# Spring season survey



## KEN W (Feb 22, 2002)

Any one else around here get a survey from the GNF?Mine came today.

Hope some of you guys did to bring up the average.


----------



## mallard (Mar 27, 2002)

I recieved mine.Filled out the form and sent it in allready.I had a heck of a time remembering how many geese I shot.I came up with 129 for the spring season.I am sure the other members shot about the same amount or more.


----------



## nodakoutdoors.com (Feb 27, 2002)

129 yourself???

I sent mine in as well. Curious to see how the numbers played out this year.
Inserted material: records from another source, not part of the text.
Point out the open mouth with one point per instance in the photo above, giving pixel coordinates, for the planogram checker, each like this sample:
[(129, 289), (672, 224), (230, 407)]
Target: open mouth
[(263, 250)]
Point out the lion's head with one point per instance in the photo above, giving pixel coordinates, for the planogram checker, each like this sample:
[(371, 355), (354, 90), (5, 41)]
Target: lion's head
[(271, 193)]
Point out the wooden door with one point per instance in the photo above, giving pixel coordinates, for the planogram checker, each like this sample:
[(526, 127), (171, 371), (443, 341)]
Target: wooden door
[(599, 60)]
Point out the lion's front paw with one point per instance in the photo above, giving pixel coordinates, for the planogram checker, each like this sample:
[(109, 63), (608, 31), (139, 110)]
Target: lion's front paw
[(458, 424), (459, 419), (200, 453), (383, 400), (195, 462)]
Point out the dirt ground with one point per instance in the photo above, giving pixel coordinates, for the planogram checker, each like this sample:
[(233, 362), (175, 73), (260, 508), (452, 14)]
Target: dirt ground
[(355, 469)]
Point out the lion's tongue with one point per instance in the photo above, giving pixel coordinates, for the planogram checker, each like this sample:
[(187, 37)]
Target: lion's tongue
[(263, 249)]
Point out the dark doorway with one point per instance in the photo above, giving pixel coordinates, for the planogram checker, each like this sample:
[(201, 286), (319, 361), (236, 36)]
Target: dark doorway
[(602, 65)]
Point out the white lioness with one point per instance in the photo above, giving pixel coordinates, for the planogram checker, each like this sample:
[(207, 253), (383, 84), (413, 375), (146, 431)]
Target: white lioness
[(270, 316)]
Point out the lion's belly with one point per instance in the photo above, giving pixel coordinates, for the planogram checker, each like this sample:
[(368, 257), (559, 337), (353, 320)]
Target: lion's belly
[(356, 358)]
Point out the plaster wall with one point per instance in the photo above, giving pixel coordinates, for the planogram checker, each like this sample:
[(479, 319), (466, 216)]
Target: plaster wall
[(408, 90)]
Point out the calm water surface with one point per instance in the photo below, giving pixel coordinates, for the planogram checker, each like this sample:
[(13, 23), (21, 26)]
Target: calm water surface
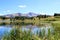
[(6, 28)]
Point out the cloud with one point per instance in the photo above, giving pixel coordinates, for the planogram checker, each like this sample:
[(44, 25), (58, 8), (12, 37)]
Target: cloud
[(6, 11), (22, 6)]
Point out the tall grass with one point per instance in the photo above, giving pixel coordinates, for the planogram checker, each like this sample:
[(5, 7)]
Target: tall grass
[(18, 34)]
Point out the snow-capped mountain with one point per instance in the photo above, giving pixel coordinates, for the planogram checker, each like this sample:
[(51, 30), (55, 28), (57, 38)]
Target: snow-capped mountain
[(30, 14)]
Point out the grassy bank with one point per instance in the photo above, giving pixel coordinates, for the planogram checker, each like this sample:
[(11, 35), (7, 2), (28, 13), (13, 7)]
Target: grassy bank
[(18, 34)]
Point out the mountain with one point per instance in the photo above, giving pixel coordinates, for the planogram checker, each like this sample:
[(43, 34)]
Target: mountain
[(13, 15), (30, 14)]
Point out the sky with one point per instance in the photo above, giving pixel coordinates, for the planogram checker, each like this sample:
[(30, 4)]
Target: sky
[(48, 7)]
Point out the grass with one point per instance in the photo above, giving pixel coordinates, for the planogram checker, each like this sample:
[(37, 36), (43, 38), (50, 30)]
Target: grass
[(18, 34)]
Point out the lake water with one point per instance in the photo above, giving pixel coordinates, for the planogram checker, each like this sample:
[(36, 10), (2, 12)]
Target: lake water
[(34, 28)]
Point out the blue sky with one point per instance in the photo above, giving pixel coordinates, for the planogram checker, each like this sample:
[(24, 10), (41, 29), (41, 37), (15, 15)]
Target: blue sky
[(24, 6)]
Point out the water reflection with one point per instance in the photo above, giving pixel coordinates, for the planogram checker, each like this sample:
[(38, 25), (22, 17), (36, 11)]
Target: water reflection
[(34, 28)]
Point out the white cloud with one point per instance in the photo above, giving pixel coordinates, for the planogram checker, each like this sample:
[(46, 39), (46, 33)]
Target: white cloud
[(43, 13), (22, 6), (7, 11)]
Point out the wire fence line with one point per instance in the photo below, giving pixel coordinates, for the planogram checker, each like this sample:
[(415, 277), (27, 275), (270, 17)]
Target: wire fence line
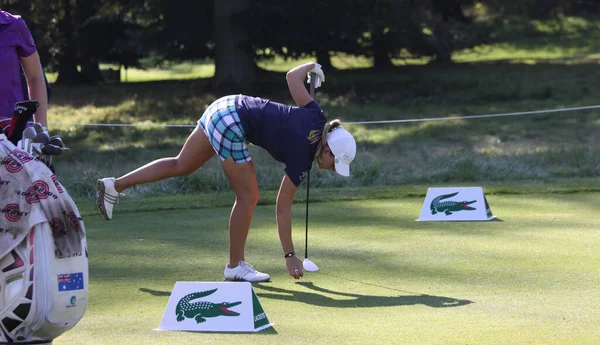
[(469, 117)]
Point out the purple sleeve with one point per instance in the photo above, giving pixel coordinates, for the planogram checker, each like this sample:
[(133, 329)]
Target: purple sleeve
[(25, 44), (313, 105)]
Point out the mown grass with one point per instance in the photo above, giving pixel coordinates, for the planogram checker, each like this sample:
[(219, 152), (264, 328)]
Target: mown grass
[(385, 279)]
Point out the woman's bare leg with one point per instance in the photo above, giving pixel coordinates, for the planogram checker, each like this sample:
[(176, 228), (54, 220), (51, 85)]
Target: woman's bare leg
[(242, 178), (195, 152)]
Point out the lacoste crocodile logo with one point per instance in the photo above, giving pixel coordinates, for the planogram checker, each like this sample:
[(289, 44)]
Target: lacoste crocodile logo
[(449, 206), (200, 310)]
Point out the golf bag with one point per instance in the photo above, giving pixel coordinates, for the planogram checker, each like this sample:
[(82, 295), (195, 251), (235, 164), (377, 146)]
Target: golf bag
[(43, 251), (42, 295)]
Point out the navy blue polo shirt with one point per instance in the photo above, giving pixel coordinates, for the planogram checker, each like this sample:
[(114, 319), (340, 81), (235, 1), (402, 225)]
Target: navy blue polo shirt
[(283, 131)]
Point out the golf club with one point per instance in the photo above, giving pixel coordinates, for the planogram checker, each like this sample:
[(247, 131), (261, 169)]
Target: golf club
[(28, 134), (22, 113), (307, 264)]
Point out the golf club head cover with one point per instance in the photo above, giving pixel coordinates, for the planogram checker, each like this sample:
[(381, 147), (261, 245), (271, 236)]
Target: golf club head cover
[(42, 295), (22, 113)]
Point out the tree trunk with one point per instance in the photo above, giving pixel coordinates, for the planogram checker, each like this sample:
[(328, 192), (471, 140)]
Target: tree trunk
[(67, 61), (324, 59), (235, 68), (90, 70), (381, 51)]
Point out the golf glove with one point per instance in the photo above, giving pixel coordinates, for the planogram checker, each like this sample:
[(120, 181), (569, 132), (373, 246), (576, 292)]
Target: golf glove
[(320, 76)]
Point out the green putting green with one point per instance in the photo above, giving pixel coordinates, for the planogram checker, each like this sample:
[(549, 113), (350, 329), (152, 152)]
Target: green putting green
[(530, 278)]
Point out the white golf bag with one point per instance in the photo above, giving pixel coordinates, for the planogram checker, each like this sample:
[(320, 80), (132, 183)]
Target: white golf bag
[(43, 252), (41, 295)]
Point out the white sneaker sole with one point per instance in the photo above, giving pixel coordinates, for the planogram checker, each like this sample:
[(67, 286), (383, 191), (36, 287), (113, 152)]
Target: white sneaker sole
[(100, 199)]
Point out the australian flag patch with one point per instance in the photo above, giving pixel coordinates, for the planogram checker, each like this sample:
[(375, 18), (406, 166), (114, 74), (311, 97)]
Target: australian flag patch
[(70, 281)]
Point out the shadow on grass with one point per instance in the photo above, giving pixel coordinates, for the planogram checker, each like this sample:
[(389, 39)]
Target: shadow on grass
[(357, 301)]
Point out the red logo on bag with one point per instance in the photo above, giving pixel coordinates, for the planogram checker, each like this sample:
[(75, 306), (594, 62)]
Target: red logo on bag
[(12, 166), (12, 212), (42, 189), (31, 195), (57, 184)]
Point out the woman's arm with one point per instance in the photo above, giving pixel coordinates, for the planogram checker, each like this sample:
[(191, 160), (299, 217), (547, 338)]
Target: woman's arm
[(285, 199), (295, 78), (37, 86)]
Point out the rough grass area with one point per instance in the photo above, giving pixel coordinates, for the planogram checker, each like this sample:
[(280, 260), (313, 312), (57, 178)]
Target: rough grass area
[(533, 147)]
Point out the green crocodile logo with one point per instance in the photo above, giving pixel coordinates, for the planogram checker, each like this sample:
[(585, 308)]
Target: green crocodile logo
[(437, 205), (201, 309)]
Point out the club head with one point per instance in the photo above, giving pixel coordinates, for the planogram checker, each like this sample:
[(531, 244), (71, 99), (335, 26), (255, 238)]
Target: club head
[(38, 127), (52, 150), (56, 140), (29, 133), (41, 138), (309, 265)]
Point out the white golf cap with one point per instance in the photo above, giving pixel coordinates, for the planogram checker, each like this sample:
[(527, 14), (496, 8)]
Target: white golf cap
[(343, 147)]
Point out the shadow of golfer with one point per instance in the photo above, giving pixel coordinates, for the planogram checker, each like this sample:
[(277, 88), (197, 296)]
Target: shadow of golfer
[(354, 300)]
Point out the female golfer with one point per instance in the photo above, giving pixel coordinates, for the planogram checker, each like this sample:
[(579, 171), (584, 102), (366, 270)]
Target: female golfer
[(294, 136)]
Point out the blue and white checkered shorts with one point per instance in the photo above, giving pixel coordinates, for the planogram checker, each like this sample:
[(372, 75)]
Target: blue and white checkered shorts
[(221, 124)]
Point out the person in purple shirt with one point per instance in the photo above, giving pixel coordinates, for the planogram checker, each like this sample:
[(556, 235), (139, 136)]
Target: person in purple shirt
[(294, 135), (18, 50)]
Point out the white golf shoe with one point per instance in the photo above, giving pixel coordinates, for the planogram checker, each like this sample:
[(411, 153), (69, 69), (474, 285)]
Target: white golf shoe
[(106, 196), (246, 273)]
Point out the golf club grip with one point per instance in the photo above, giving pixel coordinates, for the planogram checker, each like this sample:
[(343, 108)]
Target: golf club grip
[(306, 235)]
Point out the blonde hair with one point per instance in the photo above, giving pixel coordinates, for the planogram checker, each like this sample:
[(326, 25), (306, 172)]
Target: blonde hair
[(318, 137)]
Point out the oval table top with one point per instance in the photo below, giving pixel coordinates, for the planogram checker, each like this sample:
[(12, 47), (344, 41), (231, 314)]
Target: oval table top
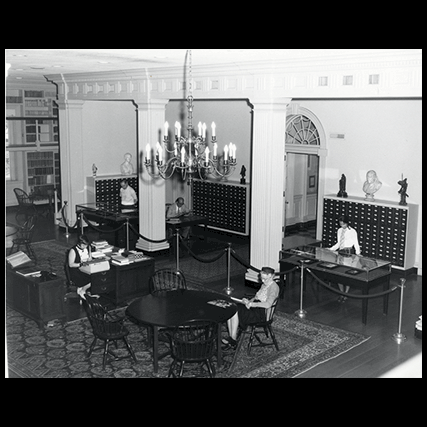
[(173, 308)]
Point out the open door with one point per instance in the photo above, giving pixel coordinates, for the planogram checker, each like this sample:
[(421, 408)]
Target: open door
[(301, 191)]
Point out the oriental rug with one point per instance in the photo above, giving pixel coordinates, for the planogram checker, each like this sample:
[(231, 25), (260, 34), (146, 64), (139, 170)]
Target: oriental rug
[(60, 351)]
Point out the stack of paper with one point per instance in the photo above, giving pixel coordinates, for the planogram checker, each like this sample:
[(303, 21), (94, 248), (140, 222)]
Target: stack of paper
[(419, 324), (119, 259), (17, 259)]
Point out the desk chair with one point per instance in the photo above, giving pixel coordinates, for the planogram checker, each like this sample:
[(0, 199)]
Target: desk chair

I'm expecting higher hunter days and less harvested this year, but not by much.


----------



## GooseBuster3 (Mar 1, 2002)

I **** canned mine, couldnt remeber all the dates and that stuff, plus birds to add on top of it.


----------



## mallard (Mar 27, 2002)

Chris,I hunted a lot when the geese were in stutsman county and usually came home with 3-7 geese.When I started getting in to the juvie flocks the numbers really started adding up.For a while I was hunting 3-4 days a week when the flocks were reasonabley close and hunted every weekend when they were far enough away that one days hunt wasnt worth the drive.Ya I shot a bunch of geese this spring but numbers are really not that important to me.The experience is.I did shoot all those birds on my own(give or take 10).


----------



## Matt Jones (Mar 6, 2002)

I think we'll see a decent increase in harvest numbers this year for ND...which I guess doesn't say too much after the low harvests in 01 & 02.


----------